Hazel staff and bell
A referee or umpire can use a hazel staff and a bell to mark the beginning of the dedicated actions and maintain order. Again, if hazel is hard to come by, use a regular wooden staff and tie a pouch of hazelnuts to it.
If you watch a sumo match, you’ll notice the players cast a handful of salt at the beginning. The goal is to purify the ring, itself a highly ritualized area: it’s hovered by a wooden ceiling that resembles that of a Shinto shrine and there’s an opening ceremony full of religious elements (see here and here). Inspired by this, throwing a small handful of wheat can be a way of dedicating an action to Ingui.
What to do
Up on a stage
Theatrical plays, as well as musical and dance shows, can be offered to the god, especially if the theme is in some way linked to Ingui or features cross-dressed men. And yes, this includes a good drag show. The stage may be on hallowed ground – or be itself the hallowed area – and the knocks that traditionally open theatrical plays may be done using the hazel staff, followed or preceded by the ringing of a bell.
Games and Sports
If a race, the starting and finishing line can be on hallowed ground and the participants may throw a handful of wheat as an offering to Ingui before taking their positions. A bell can mark the beginning and the winner may be given a wreath which should then be offered to Ingui. If it’s a stationary competition, the whole area can be hallowed, participants can also throw wheat as a gift to the god – much like sumo players throw salt – and the referee may carry a hazel staff.

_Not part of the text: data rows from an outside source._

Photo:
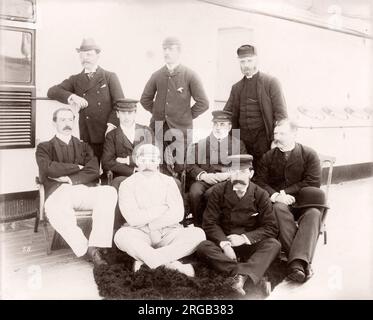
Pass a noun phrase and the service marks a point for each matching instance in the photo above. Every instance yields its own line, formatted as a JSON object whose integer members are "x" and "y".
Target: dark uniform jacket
{"x": 117, "y": 145}
{"x": 173, "y": 96}
{"x": 227, "y": 214}
{"x": 271, "y": 102}
{"x": 100, "y": 92}
{"x": 50, "y": 161}
{"x": 206, "y": 155}
{"x": 302, "y": 169}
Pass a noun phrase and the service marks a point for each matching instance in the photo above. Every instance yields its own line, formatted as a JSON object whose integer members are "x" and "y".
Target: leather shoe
{"x": 297, "y": 275}
{"x": 238, "y": 284}
{"x": 93, "y": 255}
{"x": 264, "y": 286}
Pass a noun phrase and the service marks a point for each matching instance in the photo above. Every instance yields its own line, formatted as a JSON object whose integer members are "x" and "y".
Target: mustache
{"x": 238, "y": 181}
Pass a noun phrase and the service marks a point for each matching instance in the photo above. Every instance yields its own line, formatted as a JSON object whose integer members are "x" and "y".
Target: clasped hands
{"x": 125, "y": 160}
{"x": 235, "y": 240}
{"x": 65, "y": 179}
{"x": 285, "y": 198}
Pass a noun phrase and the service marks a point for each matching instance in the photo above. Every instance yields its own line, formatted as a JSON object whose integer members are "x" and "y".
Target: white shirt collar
{"x": 63, "y": 137}
{"x": 249, "y": 77}
{"x": 94, "y": 70}
{"x": 245, "y": 190}
{"x": 288, "y": 148}
{"x": 172, "y": 68}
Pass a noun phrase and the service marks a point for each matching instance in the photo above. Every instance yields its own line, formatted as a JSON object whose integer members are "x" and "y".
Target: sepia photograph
{"x": 201, "y": 150}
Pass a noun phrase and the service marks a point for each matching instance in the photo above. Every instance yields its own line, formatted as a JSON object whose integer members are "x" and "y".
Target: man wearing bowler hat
{"x": 240, "y": 227}
{"x": 167, "y": 95}
{"x": 291, "y": 174}
{"x": 207, "y": 161}
{"x": 93, "y": 91}
{"x": 256, "y": 102}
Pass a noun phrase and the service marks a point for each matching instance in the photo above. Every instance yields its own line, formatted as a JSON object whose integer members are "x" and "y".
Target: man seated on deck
{"x": 291, "y": 174}
{"x": 121, "y": 142}
{"x": 153, "y": 207}
{"x": 240, "y": 226}
{"x": 69, "y": 171}
{"x": 207, "y": 162}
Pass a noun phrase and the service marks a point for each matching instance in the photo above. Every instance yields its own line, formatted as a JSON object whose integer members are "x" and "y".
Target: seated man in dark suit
{"x": 207, "y": 162}
{"x": 284, "y": 172}
{"x": 121, "y": 142}
{"x": 69, "y": 171}
{"x": 240, "y": 227}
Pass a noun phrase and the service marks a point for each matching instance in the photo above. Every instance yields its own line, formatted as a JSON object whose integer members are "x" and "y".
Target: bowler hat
{"x": 310, "y": 197}
{"x": 88, "y": 44}
{"x": 241, "y": 161}
{"x": 221, "y": 115}
{"x": 246, "y": 50}
{"x": 125, "y": 104}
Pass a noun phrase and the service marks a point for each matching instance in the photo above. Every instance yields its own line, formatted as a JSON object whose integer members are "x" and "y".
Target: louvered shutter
{"x": 17, "y": 112}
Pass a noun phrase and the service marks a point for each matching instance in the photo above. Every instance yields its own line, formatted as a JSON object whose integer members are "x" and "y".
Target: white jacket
{"x": 154, "y": 201}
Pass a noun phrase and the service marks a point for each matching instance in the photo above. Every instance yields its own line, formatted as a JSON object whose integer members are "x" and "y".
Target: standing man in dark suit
{"x": 256, "y": 102}
{"x": 69, "y": 171}
{"x": 207, "y": 161}
{"x": 93, "y": 92}
{"x": 121, "y": 142}
{"x": 167, "y": 95}
{"x": 240, "y": 227}
{"x": 285, "y": 171}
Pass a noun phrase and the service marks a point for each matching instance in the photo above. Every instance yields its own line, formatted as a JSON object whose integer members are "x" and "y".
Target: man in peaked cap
{"x": 240, "y": 227}
{"x": 167, "y": 95}
{"x": 121, "y": 142}
{"x": 284, "y": 172}
{"x": 207, "y": 161}
{"x": 256, "y": 102}
{"x": 120, "y": 146}
{"x": 93, "y": 92}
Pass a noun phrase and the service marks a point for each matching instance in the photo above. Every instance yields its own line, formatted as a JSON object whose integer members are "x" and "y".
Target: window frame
{"x": 33, "y": 37}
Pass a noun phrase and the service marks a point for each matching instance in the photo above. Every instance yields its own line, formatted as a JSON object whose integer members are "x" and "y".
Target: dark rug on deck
{"x": 118, "y": 281}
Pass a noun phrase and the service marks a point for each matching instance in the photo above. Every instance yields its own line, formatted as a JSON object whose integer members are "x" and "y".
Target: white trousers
{"x": 60, "y": 209}
{"x": 175, "y": 243}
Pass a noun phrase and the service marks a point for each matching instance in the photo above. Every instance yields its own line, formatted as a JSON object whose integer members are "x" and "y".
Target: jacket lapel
{"x": 78, "y": 150}
{"x": 122, "y": 137}
{"x": 259, "y": 90}
{"x": 57, "y": 149}
{"x": 85, "y": 84}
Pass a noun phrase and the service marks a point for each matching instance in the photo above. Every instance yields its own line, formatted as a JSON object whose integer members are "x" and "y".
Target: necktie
{"x": 90, "y": 75}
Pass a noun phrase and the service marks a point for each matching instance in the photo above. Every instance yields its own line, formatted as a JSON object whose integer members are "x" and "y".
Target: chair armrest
{"x": 109, "y": 176}
{"x": 40, "y": 186}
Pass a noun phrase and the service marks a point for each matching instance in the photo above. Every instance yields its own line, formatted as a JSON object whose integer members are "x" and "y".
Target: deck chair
{"x": 326, "y": 162}
{"x": 42, "y": 218}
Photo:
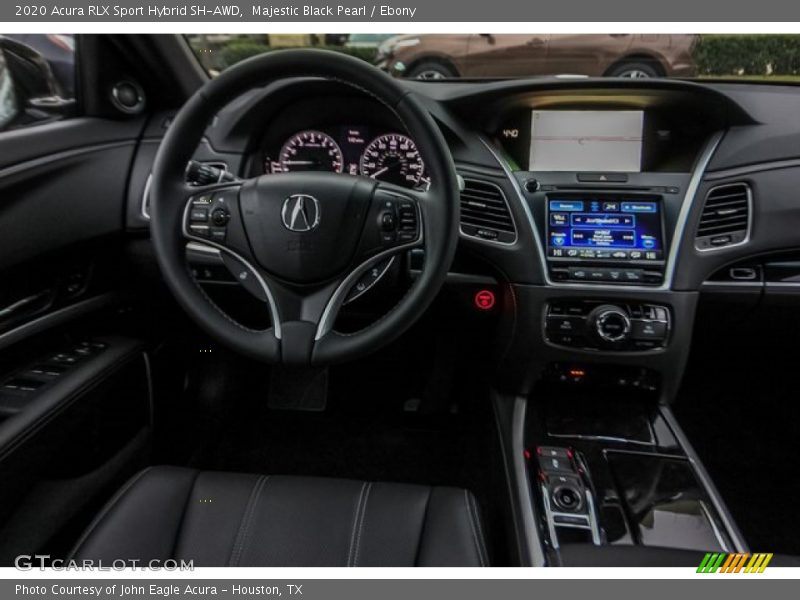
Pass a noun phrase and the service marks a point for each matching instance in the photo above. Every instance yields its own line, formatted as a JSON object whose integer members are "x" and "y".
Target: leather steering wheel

To go straight to the point, I love flags. Especially religious ones and most especially if they are flown on sacred ground. It lends to any hallowed area an ethereal feeling as a god’s symbols wave in the wind much like trees and leaves in a grove. Even when it’s done in a regular place, like a house balcony, porch or garden, it can be equally powerful. So here’s one final idea: flags in honour of Ingui! They can depict a boar, a ship, the Ing rune, a phallus, the image of the god Himself or any combination of these and other elements and have brass jingle bells attached to the ends. Use mainly fertility and solar colours – yellow, green, brown, golden. A version of the draco with a boar head instead of a dragon is also possible. Pray to the god as you make it and/or bless it and keep it in His shrine. And then display the flag during the ceremonies or let it fly during Ingui’s feast days as a gift to Him.